Relevance. It is known that in traumatic brain injury (TBI), the activity of the central cholinergic systems (CChS) is inhibited, the release of acetylcholine and the expression of cholinergic receptors decrease. The restoration of cholinoreactivity is an urgent area of research and a possible therapeutic direction.
Objective – to determine the effect of CChS activation on mortality, neurological disorders, and the activity of the pituitary-corticoadrenal system (PCAS) in the acute period of TBI.
Material and methods. TBI was simulated with a free load’s fall on a fixed animal head. To activate the CChS, rats were injected with choline alfoscerate (gliatilin, 6 mg/kg) before the injury, physiological saline was injected in the control group. Neurological deficits were assessed using the 100-point Todd scale. In blood plasma, 3, 24, 48, and 72 hours after injury, the content of adrenocorticotropic hormone and corticosterone was determined by the enzyme immunoassay method (DSL; USA). The results were statistically processed using the SPSS 11.0, MedStat, MedCalc software.

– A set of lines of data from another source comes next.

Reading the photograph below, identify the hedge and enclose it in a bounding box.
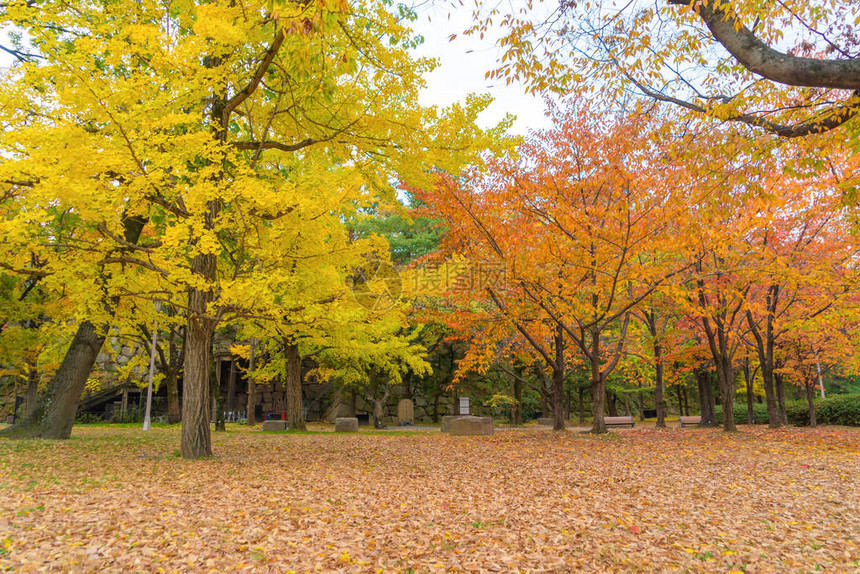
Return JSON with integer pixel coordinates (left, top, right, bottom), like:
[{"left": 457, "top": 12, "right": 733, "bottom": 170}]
[{"left": 715, "top": 395, "right": 860, "bottom": 426}]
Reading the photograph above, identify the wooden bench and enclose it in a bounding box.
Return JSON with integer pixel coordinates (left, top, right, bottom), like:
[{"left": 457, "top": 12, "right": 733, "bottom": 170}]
[
  {"left": 680, "top": 416, "right": 702, "bottom": 428},
  {"left": 603, "top": 417, "right": 636, "bottom": 428}
]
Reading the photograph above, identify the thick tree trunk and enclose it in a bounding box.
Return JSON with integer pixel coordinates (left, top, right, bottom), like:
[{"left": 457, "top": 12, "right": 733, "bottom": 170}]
[
  {"left": 579, "top": 387, "right": 585, "bottom": 424},
  {"left": 0, "top": 217, "right": 146, "bottom": 439},
  {"left": 209, "top": 360, "right": 227, "bottom": 432},
  {"left": 552, "top": 369, "right": 564, "bottom": 430},
  {"left": 696, "top": 369, "right": 716, "bottom": 427},
  {"left": 681, "top": 385, "right": 690, "bottom": 417},
  {"left": 180, "top": 254, "right": 221, "bottom": 459},
  {"left": 41, "top": 321, "right": 105, "bottom": 439},
  {"left": 803, "top": 381, "right": 818, "bottom": 427},
  {"left": 654, "top": 343, "right": 666, "bottom": 428},
  {"left": 606, "top": 391, "right": 618, "bottom": 417},
  {"left": 0, "top": 321, "right": 105, "bottom": 439},
  {"left": 743, "top": 359, "right": 755, "bottom": 425},
  {"left": 717, "top": 364, "right": 738, "bottom": 432},
  {"left": 645, "top": 316, "right": 668, "bottom": 428},
  {"left": 24, "top": 365, "right": 39, "bottom": 417},
  {"left": 511, "top": 377, "right": 523, "bottom": 425},
  {"left": 245, "top": 340, "right": 257, "bottom": 427},
  {"left": 373, "top": 384, "right": 391, "bottom": 429},
  {"left": 164, "top": 372, "right": 182, "bottom": 425},
  {"left": 284, "top": 341, "right": 307, "bottom": 430},
  {"left": 773, "top": 372, "right": 788, "bottom": 425}
]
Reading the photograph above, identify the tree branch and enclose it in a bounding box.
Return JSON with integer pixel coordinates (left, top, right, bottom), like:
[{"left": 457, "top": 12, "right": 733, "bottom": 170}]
[{"left": 668, "top": 0, "right": 860, "bottom": 90}]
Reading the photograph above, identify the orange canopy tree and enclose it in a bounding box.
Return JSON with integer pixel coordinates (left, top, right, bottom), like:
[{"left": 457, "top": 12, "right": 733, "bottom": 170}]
[{"left": 416, "top": 105, "right": 688, "bottom": 433}]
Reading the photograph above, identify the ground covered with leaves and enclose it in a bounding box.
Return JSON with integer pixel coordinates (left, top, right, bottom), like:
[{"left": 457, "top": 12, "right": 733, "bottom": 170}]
[{"left": 0, "top": 426, "right": 860, "bottom": 572}]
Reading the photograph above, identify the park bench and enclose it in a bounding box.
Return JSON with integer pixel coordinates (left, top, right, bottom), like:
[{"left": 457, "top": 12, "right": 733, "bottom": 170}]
[
  {"left": 603, "top": 417, "right": 636, "bottom": 428},
  {"left": 681, "top": 416, "right": 702, "bottom": 428}
]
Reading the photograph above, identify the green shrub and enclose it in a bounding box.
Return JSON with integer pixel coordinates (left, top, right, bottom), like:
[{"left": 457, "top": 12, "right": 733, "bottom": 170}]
[{"left": 715, "top": 395, "right": 860, "bottom": 426}]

Results. Mortality in the control group was 25.0%, in the group with activation of the CChS there were no lethal cases (p<0.05). The neurological deficit in the group with CChS activation was significantly less pronounced compared to the control at all periods of observation. The hormone content had a similar dynamics: it reached a maximum after 24 hours and recovered after 72 hours, however, upon activation of the CChS, the increase was 1.4-1.5 times less (p<0.05). Thus, the use of choline alfoscerate for modeling the CChS activity led to a decrease in mortality and neurological deficit in the acute period of TBI, which was accompanied by a stabilizing PCAS function.
Conclusion. The important role of CChS in the implementation of post-traumatic stress reaction of PCAS, as well as the possibility of its pharmacological correction with choline alfoscerate, was established.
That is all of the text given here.